AI & Developer Tools

AI Model Cheat Sheet

Every major model's price, context window, and sweet spot — on one page you can bookmark. Last verified July 2026 · printable (Ctrl+P) · updated monthly alongside our price tracker.

Model	Provider	Input $/1M	Output $/1M	Context	Max output	Best for
Gemini 2.5 Flash-Lite	Google	$0.10	$0.40	1M	64K	Bulk classification, tagging, cheapest possible calls
GPT-5.4 Nano	OpenAI	$0.20	$1.25	400K*	128K*	High-volume simple tasks in the OpenAI stack
Gemini 2.5 Flash	Google	$0.30	$2.50	1M	64K	Budget chat & summarization with big context
Claude Haiku 4.5	Anthropic	$1.00	$5.00	200K	64K	Fast production workloads needing Claude quality
GPT-5.6 Luna	OpenAI	$1.00	$6.00	400K*	128K*	Value tier of OpenAI's newest family
Gemini 3.5 Flash	Google	$1.50	$9.00	1M	65K	Speed/intelligence balance, agentic browsing
Gemini 3.1 Pro	Google	$2.00	$12.00	500K	64K	Strong reasoning at mid-tier price
GPT-5.4	OpenAI	$2.50	$15.00	400K*	128K*	Mainstream OpenAI production default
GPT-5.6 Terra	OpenAI	$2.50	$15.00	400K*	128K*	Newest mainstream flagship
Claude Sonnet 5	Anthropic	$3.00†	$15.00†	1M	128K	Coding & agents near-frontier quality at flagship price
Claude Opus 4.8	Anthropic	$5.00	$25.00	1M	128K	Long-horizon agents, hard coding, knowledge work
GPT-5.5	OpenAI	$5.00	$30.00	400K*	128K*	OpenAI's frontier reasoning
GPT-5.6 Sol	OpenAI	$5.00	$30.00	400K*	128K*	Top of the GPT-5.6 family
Claude Fable 5	Anthropic	$10.00	$50.00	1M	128K	The hardest reasoning and longest autonomous runs

Standard-tier list prices, July 2026. †Claude Sonnet 5 intro rate $2/$10 through Aug 31, 2026. *GPT-5.x figures per the GPT-5 family's published specs — confirm on OpenAI's model page for the exact variant. All listed models support vision input, prompt caching (~90% off repeated input), and batch (~50% off).

Quick picks — skip the analysis

Cheapest that's still good: Gemini 2.5 Flash-Lite ($0.10/$0.40) for classification and extraction; GPT-5.4 Nano if you're already on OpenAI.

Best value flagship: Claude Sonnet 5 — near-frontier coding/agents at $3/$15 (and $2/$10 until Aug 31, 2026).

Biggest context window: Claude's 1M-token models (Fable 5, Opus 4.8, Sonnet 5) and Gemini's 1M Flash tier — roughly 1,500 pages of text in one request.

Longest single output: 128K-output models (Claude 1M-tier, GPT-5.x) — a whole report or codebase-sized diff in one call.

Hardest problems, cost no object: Claude Fable 5 ($10/$50) or GPT-5.6 Sol ($5/$30).

Chatbot at scale: route 80% of traffic to Haiku 4.5 / Gemini Flash, escalate the rest — model it in the chatbot cost simulator.

Reading the spec sheet

Context window = the model's working memory per request (your prompt + documents + history + its answer). 200K ≈ a 300-page book; 1M ≈ five of them.
Max output = the longest single response.

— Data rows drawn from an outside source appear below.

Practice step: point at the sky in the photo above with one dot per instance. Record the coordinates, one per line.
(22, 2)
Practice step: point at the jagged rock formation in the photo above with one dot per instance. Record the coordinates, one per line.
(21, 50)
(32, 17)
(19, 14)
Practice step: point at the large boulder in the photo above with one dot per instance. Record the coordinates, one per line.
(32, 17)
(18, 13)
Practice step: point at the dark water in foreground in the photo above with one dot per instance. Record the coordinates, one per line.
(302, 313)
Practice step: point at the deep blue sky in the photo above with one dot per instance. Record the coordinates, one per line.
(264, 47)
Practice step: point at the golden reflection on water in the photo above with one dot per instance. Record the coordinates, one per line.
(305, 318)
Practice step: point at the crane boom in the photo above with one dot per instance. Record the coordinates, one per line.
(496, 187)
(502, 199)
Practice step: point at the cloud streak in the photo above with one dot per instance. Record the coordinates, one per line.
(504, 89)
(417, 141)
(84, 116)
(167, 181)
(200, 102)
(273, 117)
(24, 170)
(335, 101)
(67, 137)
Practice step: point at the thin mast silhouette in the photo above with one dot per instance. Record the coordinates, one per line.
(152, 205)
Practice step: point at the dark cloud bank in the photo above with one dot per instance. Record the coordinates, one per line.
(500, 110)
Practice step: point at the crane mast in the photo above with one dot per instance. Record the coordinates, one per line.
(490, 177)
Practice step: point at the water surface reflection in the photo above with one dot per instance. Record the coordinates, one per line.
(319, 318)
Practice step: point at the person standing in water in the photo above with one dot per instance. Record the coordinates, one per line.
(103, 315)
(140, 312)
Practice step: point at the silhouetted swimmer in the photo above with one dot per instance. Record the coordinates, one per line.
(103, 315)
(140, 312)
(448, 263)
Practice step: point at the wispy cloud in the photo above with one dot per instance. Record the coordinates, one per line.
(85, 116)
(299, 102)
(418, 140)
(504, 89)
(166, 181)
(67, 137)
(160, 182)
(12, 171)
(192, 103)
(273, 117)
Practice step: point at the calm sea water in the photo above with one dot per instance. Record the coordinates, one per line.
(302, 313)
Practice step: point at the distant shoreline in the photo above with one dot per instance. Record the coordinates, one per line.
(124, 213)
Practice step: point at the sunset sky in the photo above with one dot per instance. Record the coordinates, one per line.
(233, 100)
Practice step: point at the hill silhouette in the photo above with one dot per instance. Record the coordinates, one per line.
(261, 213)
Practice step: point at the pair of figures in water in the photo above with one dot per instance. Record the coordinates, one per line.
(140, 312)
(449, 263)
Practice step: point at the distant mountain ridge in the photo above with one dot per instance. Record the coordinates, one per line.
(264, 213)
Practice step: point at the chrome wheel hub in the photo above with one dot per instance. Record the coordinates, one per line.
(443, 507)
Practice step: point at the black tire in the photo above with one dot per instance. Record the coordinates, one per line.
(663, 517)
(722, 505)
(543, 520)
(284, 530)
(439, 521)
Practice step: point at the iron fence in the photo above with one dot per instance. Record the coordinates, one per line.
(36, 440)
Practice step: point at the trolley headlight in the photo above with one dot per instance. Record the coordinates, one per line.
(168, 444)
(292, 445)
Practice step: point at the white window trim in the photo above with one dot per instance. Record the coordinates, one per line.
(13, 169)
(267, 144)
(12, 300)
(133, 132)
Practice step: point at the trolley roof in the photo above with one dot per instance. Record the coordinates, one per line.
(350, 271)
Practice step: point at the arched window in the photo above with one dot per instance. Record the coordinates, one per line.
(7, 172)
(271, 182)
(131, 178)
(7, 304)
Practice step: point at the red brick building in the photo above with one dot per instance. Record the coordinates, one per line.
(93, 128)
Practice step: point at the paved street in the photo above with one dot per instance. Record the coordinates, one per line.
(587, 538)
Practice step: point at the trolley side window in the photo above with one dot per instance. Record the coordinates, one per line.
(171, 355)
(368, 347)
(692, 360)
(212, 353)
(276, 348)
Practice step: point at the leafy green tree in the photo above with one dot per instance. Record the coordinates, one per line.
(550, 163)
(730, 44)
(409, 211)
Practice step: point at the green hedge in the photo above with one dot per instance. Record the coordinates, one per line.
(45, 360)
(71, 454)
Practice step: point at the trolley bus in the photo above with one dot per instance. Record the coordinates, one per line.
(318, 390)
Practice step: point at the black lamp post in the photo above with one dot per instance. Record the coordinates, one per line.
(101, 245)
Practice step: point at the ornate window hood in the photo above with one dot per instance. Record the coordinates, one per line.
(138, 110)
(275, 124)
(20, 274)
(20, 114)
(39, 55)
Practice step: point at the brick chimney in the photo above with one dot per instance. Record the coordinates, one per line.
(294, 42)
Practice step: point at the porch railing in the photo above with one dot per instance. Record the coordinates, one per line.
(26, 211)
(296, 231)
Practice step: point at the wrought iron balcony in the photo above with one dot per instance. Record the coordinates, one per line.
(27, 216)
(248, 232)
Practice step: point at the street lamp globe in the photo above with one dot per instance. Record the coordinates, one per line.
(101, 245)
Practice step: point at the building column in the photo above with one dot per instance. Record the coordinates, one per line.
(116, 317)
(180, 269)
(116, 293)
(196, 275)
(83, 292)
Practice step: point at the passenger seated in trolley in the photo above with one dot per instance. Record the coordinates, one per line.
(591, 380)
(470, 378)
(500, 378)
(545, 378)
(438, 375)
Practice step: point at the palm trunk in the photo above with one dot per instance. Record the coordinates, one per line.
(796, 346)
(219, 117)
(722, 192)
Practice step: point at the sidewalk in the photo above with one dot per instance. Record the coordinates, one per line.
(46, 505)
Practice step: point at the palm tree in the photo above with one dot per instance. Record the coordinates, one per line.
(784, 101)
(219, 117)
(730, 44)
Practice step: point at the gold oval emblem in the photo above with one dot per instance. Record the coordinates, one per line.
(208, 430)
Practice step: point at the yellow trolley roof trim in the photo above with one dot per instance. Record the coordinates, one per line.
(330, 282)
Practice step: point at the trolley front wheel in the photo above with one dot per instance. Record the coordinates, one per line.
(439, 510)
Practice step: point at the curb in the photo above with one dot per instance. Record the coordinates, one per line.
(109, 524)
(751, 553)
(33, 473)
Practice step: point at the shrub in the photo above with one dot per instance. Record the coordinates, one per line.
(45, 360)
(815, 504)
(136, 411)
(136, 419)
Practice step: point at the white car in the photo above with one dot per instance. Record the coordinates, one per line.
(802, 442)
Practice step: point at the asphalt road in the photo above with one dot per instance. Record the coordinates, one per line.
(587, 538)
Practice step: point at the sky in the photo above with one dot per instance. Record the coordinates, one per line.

You pay output rates for it, so long outputs dominate cost in drafting/codegen workloads.
Filling the whole context costs real money: 1M input tokens on a $3/1M model = $3 per request — caching is what makes big-context workflows affordable.
Prices move ~monthly. This page and the price tracker are verified together — the date at the top is your freshness guarantee.

Frequently asked questions

Which single model should I default to?

For most production work in mid-2026: a flagship-tier model (Claude Sonnet 5, GPT-5.6 Terra, or Gemini 3.1 Pro) as the default, a budget model for easy traffic, and a frontier model only where quality visibly pays for itself.

Are benchmark scores on this page?

Deliberately not — leaderboard positions shuffle monthly and rarely predict your task. Price, context, and output limits are the stable facts; test your top 2–3 candidates on your own data.

How do I estimate my cost with these numbers?

Tokens ÷ 1,000,000 × price. Or skip the arithmetic: the AI cost calculator and token calculator do it live.

Can I print or save this?

Yes — Ctrl+P gives a clean printable version (navigation is stripped automatically). Bookmark the page for the monthly-updated version.